1. Learning Journal Four.
Bennet and Royle are speaking of the ghosts in the context of history, as they state in their chapter on
ghosts, ghosts do not come from nowhere, they come from history.(Bennet and Royle 2004) When
discussing beloved, it is obvious that ghosts are present throughout this novel, the novel itself is about
the harsh world of being a slave. Beloved, the character is the ghost of a forgotten slave which
suffered and died from being a helpless victim in a cruel slave ridden world. The ghost in a literal
sense is a being which haunts others due to their history, a ghost in a metaphorical sense is one which
leaves a legacy. Throughout Beloved, these ghosts represent the un-dead versions of previous slaves,
as said in Beloved when the Sethe’s daughter is being discussed:
"I’ll be. A baby?" "No. Grown. The age it would have been had it lived."You talking about
flesh?""Whipping her?""Like she was batter.""Guess she had it coming.""Nobody got that
coming.""But, Ella-""But nothing. What’s fair isn’t necessarily right.""You can’t just up and kill your
children."(Morrison 255)
This is a direct example of the ghost leaving a legacy, and this is what they represent. As discussed in
Bennet and Royle, the United States is an untellable ghost story that must not, and wasn’t forgotten,
the legacy left by history created by previous people, namely slaves, undoubtedly were the ones who
corrected the present and future. Beloved is shown as the age she would have been, and this is to show
us, and the people that this is what she could have been had it not been for the cruelty she faced from
her mother.
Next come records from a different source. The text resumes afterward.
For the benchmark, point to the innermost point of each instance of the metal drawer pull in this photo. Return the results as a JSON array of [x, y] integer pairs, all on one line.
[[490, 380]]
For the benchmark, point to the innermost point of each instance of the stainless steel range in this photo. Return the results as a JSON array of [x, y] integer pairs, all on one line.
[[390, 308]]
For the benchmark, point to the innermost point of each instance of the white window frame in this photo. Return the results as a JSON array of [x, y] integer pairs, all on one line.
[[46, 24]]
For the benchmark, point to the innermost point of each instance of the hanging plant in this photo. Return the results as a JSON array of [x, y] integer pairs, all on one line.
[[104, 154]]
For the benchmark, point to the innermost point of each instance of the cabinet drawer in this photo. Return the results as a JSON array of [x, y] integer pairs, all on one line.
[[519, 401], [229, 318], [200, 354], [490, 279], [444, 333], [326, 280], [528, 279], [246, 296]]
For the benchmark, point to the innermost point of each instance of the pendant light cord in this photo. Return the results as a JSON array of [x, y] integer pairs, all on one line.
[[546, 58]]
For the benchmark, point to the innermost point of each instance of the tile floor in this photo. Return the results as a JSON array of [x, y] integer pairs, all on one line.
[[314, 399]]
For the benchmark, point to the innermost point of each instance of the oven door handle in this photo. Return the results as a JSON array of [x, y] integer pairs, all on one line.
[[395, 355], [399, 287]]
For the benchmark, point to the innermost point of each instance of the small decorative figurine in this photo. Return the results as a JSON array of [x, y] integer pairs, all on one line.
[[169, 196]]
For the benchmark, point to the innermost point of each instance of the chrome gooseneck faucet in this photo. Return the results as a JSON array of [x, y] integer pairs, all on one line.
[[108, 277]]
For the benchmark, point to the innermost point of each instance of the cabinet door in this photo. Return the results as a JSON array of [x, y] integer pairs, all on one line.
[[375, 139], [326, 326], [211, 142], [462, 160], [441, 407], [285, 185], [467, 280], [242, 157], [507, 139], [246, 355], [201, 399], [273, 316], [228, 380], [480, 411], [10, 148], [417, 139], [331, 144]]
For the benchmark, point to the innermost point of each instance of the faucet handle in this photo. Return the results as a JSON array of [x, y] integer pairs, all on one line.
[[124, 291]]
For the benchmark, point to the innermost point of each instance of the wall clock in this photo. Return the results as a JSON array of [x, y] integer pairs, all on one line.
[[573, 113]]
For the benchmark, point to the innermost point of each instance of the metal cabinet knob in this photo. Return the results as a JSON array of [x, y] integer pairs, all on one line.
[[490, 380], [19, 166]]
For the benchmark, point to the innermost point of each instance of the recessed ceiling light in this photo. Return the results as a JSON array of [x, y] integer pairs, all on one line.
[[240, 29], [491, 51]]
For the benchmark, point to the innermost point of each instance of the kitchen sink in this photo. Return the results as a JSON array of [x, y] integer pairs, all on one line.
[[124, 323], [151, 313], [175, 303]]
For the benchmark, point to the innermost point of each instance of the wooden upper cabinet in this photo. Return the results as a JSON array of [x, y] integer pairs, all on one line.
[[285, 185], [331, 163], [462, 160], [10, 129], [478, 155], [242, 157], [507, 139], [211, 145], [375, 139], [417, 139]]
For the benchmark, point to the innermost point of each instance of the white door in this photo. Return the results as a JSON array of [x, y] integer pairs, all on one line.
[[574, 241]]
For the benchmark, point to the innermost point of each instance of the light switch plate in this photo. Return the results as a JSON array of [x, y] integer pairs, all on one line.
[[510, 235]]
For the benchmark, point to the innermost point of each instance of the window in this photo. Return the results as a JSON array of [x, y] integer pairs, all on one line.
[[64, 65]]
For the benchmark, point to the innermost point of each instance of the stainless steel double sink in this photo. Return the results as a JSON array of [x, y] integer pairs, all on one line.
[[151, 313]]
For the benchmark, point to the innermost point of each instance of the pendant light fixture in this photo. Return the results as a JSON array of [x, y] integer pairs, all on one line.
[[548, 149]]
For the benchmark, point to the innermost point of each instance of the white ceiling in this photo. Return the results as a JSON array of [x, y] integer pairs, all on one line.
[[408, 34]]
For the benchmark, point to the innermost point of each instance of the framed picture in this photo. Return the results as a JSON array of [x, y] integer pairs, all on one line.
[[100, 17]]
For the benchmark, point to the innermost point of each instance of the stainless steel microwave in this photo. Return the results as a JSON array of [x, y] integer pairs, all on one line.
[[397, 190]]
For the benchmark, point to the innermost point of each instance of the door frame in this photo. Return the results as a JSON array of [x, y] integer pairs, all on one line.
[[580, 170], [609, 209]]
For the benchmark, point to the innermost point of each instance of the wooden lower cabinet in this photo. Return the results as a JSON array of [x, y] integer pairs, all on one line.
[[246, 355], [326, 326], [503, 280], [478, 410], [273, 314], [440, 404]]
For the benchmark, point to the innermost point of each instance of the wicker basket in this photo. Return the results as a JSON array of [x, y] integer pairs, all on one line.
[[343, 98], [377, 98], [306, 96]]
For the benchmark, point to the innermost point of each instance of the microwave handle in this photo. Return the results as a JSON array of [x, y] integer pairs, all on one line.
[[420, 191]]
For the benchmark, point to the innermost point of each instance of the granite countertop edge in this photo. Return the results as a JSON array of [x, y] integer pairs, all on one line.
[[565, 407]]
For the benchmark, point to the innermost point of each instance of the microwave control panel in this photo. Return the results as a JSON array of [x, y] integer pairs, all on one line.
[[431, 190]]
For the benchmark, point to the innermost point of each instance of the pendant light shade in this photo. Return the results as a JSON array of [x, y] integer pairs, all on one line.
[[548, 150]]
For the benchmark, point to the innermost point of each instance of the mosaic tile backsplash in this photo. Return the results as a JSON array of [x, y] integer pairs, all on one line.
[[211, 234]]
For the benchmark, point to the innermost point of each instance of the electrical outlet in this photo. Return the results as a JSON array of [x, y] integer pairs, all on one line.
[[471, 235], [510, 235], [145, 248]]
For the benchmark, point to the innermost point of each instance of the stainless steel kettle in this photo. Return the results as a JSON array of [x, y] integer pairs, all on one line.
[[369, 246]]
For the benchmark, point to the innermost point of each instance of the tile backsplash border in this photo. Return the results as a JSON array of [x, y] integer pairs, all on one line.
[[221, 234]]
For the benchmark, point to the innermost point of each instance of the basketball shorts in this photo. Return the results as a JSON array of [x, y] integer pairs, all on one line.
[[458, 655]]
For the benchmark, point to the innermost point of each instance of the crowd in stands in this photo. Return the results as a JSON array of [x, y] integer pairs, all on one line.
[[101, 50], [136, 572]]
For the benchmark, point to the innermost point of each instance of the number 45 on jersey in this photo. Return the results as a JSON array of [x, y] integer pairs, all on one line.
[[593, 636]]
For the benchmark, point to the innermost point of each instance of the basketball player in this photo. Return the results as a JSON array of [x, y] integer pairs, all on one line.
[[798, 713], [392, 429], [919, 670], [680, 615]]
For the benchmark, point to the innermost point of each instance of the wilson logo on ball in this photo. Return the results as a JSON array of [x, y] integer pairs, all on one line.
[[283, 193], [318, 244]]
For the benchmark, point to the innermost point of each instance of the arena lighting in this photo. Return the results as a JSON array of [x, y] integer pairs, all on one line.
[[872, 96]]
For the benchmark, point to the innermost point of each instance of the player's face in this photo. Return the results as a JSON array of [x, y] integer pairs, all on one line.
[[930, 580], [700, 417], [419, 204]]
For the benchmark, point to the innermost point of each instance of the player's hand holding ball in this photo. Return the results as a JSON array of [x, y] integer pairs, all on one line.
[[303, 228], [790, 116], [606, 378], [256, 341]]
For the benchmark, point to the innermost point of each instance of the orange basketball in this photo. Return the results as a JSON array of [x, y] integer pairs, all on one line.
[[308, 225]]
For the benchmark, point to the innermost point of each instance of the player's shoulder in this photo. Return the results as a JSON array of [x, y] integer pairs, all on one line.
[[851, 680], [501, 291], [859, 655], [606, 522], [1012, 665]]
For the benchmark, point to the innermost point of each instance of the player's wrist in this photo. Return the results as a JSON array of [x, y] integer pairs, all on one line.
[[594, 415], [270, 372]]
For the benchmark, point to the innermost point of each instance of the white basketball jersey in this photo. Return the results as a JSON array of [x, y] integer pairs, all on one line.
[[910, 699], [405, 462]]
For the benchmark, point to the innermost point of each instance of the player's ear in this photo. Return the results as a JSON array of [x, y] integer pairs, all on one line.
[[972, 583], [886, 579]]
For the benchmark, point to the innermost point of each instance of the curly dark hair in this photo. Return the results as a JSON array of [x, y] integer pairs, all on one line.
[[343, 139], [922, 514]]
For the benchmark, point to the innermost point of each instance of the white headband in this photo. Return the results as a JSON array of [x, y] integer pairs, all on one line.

As all the ghosts in beloved do not directly and physically harm Sethe, they have an
emotionally affect which changes the course of history, just like this metaphorical ghosts that Bennet
and Royle discuss in their chapter on “Ghosts”. The ghosts represent the fallen, they represent the
mistreated, and they represent their deaths. The reason why they do this is to show the wrong in the
world, the ghost’s of slavery haunt us for the rest of civilisation in terms of us slowly correcting this
wrong and hopefully being a world in which slavery is completely abolished thanks to these “ghosts”.
2. Bibliography.
Bennet, A. Royle, N. (2004) An Introduction to Literature, Criticism and Theory. Pearson Longman,
2004.
Morrison, T. (1987). Beloved: a novel. : Knopf Doubleday Publishing Group.